On 06/12/14 10:21, Kai Tietz wrote:
Hello,

I updated i386.md part of the patch. Initial patch included handling
of blockage, which is obviously superflous.  Additionally I merged
32-bit and 64-bit peephole2 versions by using mode-specifier W.

ChangeLog

2014-06-12  Kai Tietz  <kti...@redhat.com>

     * config/i386/i386.md (peehole2): To combine
     indirect jump with memory.

2014-06-12  Kai Tietz  <kti...@redhat.com>

     * gcc.target/i386/indjmp-1.c: New test.

Tested for i686-pc-cygwin, and x86_64-unknown-linux-gnu.  Ok for apply?
So you may have answered this already, but why can't this be a combiner pattern? We have the first insn which sets a reg which is used and dies in the subsequent insn. There's a data dependency so the combiner ought to be trying to smash these two insns together.

Or is it the case that combine does smash them together, but we get a bad register allocation and generate spills?

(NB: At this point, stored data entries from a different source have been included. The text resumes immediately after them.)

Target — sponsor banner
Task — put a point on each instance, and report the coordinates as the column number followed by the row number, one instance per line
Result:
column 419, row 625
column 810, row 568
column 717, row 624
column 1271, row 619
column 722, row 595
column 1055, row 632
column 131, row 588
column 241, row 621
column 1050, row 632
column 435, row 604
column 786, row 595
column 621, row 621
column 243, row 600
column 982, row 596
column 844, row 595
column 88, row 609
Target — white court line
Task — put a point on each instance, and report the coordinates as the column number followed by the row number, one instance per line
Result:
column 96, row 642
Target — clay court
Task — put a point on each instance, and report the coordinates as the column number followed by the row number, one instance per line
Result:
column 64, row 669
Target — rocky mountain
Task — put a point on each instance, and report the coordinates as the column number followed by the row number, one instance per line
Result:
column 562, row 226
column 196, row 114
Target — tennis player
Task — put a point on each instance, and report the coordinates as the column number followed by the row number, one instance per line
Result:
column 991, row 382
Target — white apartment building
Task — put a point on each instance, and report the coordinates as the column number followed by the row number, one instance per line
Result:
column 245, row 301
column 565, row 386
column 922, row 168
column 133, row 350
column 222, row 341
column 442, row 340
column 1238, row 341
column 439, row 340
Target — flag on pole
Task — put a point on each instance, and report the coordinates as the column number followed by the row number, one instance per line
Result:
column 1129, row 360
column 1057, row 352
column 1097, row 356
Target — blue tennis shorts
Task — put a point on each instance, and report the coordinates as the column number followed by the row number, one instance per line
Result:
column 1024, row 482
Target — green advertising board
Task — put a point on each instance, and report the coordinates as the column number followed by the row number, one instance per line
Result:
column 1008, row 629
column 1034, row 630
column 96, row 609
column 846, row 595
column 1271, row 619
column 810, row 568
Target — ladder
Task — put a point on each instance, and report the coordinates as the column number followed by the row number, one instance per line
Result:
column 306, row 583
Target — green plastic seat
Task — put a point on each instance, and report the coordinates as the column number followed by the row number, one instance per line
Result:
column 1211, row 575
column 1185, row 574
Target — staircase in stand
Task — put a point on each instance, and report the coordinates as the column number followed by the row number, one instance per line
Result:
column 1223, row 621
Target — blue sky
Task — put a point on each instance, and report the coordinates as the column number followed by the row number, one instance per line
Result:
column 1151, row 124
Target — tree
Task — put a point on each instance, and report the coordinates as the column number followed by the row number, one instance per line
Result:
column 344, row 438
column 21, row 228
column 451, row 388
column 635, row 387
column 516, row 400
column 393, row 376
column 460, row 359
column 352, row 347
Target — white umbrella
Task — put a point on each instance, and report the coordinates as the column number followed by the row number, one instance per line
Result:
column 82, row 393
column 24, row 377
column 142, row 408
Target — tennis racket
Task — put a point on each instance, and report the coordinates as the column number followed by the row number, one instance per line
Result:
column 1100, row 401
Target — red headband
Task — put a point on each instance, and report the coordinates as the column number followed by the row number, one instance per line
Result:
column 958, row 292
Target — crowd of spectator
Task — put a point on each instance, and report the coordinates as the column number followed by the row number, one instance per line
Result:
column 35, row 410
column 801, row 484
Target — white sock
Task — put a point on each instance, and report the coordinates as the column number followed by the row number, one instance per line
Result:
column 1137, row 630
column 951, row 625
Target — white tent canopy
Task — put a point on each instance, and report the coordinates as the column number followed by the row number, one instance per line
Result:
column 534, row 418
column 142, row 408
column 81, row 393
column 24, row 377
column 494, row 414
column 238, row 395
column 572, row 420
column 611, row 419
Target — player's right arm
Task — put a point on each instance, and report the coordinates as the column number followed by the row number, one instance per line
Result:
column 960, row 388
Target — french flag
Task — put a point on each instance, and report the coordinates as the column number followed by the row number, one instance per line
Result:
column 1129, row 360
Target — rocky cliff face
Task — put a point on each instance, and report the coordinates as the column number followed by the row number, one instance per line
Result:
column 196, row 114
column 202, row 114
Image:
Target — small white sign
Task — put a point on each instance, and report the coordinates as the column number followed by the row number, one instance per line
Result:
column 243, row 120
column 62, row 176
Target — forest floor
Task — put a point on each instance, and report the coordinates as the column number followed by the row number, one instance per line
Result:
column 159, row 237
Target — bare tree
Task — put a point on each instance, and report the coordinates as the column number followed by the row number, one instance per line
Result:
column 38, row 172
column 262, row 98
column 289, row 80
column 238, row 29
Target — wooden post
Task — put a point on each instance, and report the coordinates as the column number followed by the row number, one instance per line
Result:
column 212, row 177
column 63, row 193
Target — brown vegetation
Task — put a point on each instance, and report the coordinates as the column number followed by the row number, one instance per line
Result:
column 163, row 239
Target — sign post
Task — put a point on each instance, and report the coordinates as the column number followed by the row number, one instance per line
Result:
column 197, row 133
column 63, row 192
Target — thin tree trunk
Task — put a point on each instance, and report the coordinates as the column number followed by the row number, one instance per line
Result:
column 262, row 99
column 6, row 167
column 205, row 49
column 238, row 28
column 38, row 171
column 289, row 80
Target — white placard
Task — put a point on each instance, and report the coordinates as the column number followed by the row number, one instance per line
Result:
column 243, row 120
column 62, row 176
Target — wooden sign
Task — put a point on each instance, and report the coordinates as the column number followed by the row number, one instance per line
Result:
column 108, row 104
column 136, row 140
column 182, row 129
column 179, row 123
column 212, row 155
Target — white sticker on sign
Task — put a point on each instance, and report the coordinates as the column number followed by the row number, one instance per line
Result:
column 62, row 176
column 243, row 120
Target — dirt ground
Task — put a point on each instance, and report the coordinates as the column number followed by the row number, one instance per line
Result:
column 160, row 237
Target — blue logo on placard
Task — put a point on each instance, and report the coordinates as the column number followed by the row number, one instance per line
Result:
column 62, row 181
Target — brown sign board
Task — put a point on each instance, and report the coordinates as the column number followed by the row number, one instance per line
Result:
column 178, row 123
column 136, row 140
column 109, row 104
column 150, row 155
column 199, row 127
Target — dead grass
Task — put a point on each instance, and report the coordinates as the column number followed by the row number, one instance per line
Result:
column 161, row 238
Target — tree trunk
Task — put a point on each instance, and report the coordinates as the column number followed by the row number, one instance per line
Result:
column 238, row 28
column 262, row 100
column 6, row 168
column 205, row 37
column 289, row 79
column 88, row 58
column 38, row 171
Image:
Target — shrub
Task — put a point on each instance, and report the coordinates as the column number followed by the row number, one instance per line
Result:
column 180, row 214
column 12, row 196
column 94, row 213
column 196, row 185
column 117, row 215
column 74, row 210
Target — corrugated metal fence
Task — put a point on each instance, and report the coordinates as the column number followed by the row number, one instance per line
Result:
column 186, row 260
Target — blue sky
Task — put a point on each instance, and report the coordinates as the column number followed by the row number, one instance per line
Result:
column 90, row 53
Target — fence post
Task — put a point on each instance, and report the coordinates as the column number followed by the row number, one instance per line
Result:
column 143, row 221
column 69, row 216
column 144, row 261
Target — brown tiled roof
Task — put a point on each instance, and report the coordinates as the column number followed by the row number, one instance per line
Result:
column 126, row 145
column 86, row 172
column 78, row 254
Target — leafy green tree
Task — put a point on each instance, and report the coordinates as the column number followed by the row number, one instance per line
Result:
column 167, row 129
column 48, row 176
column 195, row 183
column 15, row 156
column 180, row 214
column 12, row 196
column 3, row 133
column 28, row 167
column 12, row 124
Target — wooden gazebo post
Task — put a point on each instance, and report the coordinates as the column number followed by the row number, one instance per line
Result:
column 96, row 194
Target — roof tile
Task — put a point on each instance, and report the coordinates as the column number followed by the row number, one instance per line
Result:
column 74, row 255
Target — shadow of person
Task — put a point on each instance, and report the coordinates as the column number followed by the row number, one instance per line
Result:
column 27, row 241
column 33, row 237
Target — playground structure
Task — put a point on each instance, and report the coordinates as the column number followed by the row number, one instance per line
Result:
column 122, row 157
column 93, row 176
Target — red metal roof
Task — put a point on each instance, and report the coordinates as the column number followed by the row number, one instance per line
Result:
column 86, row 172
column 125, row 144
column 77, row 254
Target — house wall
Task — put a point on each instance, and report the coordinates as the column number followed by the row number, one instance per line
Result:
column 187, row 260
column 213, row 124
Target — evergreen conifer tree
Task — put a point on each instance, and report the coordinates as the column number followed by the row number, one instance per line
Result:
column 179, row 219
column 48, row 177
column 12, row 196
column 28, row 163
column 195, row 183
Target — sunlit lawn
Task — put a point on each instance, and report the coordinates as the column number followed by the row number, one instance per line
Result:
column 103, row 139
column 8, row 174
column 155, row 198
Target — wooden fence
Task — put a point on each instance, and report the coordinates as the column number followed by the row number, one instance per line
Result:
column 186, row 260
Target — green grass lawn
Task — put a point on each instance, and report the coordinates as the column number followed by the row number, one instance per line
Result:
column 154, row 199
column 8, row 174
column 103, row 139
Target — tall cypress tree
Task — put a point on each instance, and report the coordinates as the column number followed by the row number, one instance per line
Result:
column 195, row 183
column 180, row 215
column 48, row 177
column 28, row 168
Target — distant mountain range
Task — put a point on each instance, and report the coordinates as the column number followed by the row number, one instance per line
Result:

with addition of adding a second peephole2 pass after sched2 pass, I
was able to get some improvement for PR target/39284.  I think by this
addition we can close bug as fixed.
Additionally additional peephole2 pass shows better results for PR
target/51840 testcase with disabled ASM_GOTO, too.

2014-06-12  Kai Tietz  <kti...@redhat.com>

     PR target/39284
     * passes.def (pass_peephole2): Add second peephole2
     run after sched2 pass.
Need to resolve the prior question before digging into this. Obviously if combine is a better place to handle this optimization, then this patch may not be needed.